Dr Mardiasmo notes there is also anticipated to be more support for social and affordable housing in the budget, however the devil is in the detail in terms of the realities of delivering such projects.
“If we look at the second round of the Queensland Housing Investment Fund, yes social and affordable housing is prioritised, however you must already have an acquired private land site or a proposed asset to purchase (and then re-purpose)," she said.
“You have to also have a strong partnership with Community Providers. These combined can be tricky.”
H&R Block Director of Tax Communications Mark Chapman said the most unloved tax cuts in the world are finally due to take effect from 1 July 2024.
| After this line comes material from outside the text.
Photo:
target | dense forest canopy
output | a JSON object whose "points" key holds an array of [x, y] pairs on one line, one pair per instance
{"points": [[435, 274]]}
“Pundits are mostly united in believing that the Liberal-era tax cuts (which heavily favour the highest income earners) are unaffordable and unfair and opinion polls suggest that most voters agree,” Mr Chapman said.
“But Labor is sticking with its election commitment to introduce them for now – and don’t expect this Budget to contain any surprise announcements reversing that!
“It may well be that these tax cuts never see the light of the day – at least in their current form – but the government has time on its side and will probably make an announcement when it becomes clear which way the economy is going, later this year or early next year.”
Research published by the Grattan Institute revealed stage-three income tax cuts will cost the budget about $20 billion a year from mid 2024, rising to $31 billion by 2030.
However Australian National University modelling in 2020 estimated the hit to be a nominal $54 billion overall, with inflation totally erasing the cost by 2029. The modelling did not appear to take into account inflation above 7.0%, which presumably erases the cost faster.
The elimination of the 37c tax bracket also prevents some 1.9 million workers earning between $88,000 and $120,000 from creeping into this higher bracket through below-inflation wages growth.